55 The width of the power to grant declaratory relief has been accepted in Australia; for example, in Sankey v Whitlam (1978) 142 CLR 1 Gibbs CJ said at 23 that it extended to a plaintiff having it declared that he is under no duty or liability to the defendant.
56 Borchard, Declaratory Judgments, 2nd ed (1941) says at 48-9 -
"The fact that under declaratory procedure so many types of legal issues are presentable for determination which are incapable of any other form of relief, has imposed upon the courts at the outset the function of determining whether the facts justify the grant of judicial relief, and more particularly, whether the plaintiff has a 'legal interest' in the relief he seeks. In the more familiar executory action, the legal interest is sought in the 'cause of action', but, as already observed, the narrow scope often given to this ambiguous term has served to conceal from view the many occasions and situations in which a plaintiff not yet physically injured or one seeking escape from dilemma and uncertainty by a clarification of his legal position has need for judicial relief not of the traditional kind. The wider opportunity and necessity for judicial usefulness disclosed by the declaratory judgment make necessary either a more flexible and comprehensive connotation of the term 'cause of action' or the employment of a less chameleonic term to indicate when the petitioner may be accorded judicial protection. Without losing sight of the necessity for jurisdictional facts, it is suggested that the term 'legal interest' meets the need."

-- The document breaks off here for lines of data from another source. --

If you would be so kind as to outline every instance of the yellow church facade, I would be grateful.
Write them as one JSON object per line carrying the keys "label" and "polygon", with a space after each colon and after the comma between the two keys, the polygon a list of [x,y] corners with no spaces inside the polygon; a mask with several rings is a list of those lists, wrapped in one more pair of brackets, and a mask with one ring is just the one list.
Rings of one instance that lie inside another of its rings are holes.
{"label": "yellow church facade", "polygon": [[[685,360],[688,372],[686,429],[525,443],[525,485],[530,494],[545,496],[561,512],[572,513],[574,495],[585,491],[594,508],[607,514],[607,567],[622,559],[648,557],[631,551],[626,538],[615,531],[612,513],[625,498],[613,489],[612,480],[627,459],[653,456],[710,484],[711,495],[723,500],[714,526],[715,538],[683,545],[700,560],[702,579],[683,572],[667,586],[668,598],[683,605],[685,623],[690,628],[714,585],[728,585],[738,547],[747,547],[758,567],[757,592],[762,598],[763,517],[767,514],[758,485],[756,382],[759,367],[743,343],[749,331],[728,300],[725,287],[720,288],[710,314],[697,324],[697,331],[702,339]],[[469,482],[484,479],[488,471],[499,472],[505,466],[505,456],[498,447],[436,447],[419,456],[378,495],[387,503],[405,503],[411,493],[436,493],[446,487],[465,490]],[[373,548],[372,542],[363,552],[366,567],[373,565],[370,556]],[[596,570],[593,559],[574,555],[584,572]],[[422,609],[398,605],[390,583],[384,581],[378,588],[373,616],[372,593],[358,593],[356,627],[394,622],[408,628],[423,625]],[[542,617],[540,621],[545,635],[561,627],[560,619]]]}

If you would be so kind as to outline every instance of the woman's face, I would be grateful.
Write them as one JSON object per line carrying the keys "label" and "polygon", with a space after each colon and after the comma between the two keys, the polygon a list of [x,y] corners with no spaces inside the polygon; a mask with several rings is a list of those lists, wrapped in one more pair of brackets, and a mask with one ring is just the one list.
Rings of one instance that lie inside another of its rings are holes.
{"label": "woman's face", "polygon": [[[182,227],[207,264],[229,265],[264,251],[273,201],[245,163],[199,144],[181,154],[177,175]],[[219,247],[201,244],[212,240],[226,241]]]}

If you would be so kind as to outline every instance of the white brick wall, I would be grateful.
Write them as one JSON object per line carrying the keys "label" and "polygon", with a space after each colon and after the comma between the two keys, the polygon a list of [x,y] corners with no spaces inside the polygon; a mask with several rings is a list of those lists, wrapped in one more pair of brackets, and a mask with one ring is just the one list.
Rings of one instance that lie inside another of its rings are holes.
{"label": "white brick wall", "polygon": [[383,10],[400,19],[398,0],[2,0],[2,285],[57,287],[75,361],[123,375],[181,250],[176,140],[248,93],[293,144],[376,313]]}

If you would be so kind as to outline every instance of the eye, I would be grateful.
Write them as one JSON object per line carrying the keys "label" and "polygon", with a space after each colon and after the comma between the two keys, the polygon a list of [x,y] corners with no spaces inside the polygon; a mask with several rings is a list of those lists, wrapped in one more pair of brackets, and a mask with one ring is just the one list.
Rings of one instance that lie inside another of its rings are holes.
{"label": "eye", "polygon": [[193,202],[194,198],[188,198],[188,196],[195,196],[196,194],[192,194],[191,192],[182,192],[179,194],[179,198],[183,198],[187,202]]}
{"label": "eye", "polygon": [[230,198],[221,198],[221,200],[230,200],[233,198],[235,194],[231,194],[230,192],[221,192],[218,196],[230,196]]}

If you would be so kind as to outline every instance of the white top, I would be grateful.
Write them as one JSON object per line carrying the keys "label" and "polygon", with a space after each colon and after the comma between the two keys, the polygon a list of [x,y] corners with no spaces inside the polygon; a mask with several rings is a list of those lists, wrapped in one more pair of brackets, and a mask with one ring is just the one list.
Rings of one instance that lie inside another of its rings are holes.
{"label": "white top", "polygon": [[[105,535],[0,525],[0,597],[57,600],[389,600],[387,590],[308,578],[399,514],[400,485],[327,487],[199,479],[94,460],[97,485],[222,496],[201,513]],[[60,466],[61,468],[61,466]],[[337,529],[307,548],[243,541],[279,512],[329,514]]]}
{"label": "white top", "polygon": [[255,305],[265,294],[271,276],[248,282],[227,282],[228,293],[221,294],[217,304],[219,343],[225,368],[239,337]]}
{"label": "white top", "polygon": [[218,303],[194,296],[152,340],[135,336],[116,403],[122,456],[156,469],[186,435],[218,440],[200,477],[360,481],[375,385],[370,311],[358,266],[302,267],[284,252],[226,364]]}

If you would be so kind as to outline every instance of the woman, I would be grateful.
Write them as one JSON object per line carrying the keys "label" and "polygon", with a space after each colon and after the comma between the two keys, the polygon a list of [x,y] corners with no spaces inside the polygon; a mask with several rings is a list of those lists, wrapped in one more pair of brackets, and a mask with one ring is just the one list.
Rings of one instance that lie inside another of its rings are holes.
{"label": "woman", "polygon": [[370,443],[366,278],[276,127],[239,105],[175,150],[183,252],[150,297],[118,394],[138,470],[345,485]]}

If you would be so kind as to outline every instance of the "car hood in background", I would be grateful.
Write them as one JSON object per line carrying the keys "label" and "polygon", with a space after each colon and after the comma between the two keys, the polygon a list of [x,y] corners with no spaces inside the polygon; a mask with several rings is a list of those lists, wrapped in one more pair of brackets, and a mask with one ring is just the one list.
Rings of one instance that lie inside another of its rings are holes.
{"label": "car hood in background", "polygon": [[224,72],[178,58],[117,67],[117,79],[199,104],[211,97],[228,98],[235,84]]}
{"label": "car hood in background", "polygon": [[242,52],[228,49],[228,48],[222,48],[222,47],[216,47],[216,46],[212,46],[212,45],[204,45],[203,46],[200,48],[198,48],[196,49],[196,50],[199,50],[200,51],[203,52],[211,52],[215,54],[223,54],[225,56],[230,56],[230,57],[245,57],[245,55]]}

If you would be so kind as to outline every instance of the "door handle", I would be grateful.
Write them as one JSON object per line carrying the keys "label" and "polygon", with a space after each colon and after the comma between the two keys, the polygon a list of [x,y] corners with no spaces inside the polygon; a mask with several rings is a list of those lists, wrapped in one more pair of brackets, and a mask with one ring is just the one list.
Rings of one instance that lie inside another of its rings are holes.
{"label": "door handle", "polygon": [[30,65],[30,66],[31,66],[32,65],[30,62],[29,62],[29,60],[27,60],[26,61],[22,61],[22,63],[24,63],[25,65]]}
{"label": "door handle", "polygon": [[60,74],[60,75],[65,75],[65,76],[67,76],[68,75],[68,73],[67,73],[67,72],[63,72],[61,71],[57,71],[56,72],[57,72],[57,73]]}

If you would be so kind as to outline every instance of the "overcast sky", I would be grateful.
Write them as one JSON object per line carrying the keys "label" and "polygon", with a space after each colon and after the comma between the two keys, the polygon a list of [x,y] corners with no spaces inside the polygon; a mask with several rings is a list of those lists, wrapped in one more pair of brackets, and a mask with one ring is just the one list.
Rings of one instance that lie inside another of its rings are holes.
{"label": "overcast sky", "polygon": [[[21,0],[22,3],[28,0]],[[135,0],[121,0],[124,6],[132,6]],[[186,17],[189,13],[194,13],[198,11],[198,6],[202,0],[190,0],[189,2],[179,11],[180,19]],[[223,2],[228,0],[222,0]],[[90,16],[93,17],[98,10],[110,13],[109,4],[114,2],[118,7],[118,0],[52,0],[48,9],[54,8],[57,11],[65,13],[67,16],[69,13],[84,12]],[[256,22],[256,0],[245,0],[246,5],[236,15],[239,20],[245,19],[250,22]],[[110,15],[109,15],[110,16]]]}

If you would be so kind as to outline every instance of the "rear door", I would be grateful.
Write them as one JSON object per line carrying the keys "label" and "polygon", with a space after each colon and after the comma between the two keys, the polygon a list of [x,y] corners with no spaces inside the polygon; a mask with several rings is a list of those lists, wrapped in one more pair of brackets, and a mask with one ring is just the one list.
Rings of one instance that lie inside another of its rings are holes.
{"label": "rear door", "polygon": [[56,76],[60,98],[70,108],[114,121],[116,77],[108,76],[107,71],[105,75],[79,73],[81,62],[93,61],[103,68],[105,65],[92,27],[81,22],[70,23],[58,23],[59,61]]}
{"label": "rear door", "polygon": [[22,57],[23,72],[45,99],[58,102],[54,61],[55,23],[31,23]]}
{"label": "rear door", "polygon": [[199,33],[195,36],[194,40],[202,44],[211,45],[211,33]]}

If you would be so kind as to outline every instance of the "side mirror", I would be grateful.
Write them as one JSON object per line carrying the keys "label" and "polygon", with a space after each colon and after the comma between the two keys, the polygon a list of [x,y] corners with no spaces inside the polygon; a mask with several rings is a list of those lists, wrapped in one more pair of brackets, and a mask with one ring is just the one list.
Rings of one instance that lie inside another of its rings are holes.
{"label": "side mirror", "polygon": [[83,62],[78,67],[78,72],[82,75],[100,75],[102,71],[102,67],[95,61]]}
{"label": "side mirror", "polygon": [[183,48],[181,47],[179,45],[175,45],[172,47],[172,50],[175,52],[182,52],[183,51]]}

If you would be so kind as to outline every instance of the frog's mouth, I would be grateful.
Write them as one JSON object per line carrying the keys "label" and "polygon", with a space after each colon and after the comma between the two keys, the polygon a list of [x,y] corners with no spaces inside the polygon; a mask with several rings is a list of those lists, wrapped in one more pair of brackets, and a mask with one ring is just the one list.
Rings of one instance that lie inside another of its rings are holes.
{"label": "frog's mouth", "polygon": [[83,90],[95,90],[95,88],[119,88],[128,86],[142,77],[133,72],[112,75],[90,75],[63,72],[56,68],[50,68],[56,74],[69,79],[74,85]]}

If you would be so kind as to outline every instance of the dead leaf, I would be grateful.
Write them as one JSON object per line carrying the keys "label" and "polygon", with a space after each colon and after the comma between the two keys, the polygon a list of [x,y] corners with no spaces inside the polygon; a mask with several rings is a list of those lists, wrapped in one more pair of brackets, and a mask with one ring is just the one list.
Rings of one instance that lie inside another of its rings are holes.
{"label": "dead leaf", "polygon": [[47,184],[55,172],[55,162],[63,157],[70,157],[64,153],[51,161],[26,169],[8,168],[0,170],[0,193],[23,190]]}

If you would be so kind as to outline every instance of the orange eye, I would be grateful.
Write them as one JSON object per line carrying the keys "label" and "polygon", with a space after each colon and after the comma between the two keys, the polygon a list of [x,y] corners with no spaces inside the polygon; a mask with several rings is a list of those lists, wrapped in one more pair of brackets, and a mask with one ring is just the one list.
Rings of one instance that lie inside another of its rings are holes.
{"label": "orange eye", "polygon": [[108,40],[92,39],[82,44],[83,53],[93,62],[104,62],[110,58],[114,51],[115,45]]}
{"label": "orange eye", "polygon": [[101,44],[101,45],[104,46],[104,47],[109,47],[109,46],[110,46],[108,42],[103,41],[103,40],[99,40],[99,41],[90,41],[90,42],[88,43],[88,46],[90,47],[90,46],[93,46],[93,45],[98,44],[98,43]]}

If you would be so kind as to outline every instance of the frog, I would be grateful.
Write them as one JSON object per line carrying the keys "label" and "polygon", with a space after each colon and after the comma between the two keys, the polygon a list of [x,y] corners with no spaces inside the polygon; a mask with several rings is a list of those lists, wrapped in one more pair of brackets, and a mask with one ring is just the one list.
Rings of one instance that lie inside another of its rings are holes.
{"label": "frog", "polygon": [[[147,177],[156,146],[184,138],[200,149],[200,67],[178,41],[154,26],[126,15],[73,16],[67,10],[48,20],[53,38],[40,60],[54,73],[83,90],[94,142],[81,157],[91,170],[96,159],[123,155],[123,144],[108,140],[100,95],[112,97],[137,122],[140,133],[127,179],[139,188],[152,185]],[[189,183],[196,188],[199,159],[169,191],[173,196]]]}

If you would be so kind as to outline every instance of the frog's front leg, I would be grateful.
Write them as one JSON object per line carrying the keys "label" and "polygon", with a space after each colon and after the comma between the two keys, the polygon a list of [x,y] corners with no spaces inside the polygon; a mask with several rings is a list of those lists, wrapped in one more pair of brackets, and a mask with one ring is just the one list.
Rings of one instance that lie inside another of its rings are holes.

57 Rule 12.4 still uses the "chameleonic term". (The current equivalent in England, rule 38.7 of the Civil Procedure Rules 1998, has changed to "arises out of facts which are the same or substantially the same".) It is used in many places in the rules, apart from in the unwritten law such as in connection with res judicata. It is difficult to give it a special meaning in r 12.4. The appellant's submissions at one point included, as an application of the words "the essential ingredients to the title to the right which it is proposed to enforce", that Mr Greaves' proceedings involved a "right to a declaration", as I understand it with the suggestion that the essential ingredients of the right were the same as the ingredients in the respondent's proceedings. Implicitly, it was said that the right to a declaration, or at least the claim to a declaration, was a cause of action for the purposes of r 12.4. I do not think this should be accepted. Declaratory relief may be claimed by way of establishing and enforcing a cause of action, but the claim to declaratory relief is not the cause of action; nor does a claim to declaratory relief become a cause of action if one does not otherwise exist.